Monday, February 22, 2010

ahhhhhhhh.... life.

i have left cg for quite a while now...

since then... i am free of constraints and expectations... (whether self-induced or imposed).

i.am.me.

fierce... furious, temperamental, angry, fucked up... whatever.
like i would really care that much... i had lived 30 odd years, trying to avoid hurting others, taking great pains to stay out of people's way, and getting a rep for weirdo-ism... some crap that is...

so... i've decided to be who i always was supposed to be. it's kinda problematic, trying to get used to being me... but i think i am finally getting used to it. Salt has got to be salty... would be weird if it tasted like sugar. murky me have decided to crystallize.

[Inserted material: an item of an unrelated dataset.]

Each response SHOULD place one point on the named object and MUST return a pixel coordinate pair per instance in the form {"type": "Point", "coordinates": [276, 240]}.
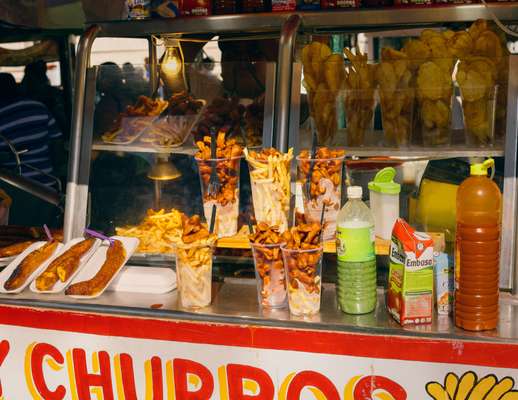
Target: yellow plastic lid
{"type": "Point", "coordinates": [482, 168]}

i see more of what is good and bad about me... more bad than good.

but some good is coming out of it... i'm more likely to fight on in an adverse situation, while i would likely have given up in the past. i realized that i have a "functional self" and a "school self"... "functional self" suits most occasions... "school self" scares the shit out of some idiots and generally gives the impression that i am a sociopath.

makes me think, it does. should i show a mask just because people like the performance? if someone likes me because of it... would it be deception on my part, causing someone to believe in a lie, loving that which was never there? there are no easy answers for me yet...

Friday, December 25, 2009

early start

this year... i started early...
the year has not yet end, but i had already began to move towards the new year... in a way, i never did like the new year, maybe because i have to handle the closure of the previous year... and it may not have been good.

but generally, i never did like the end of the year.

ah well... as the saying goes, deal with it.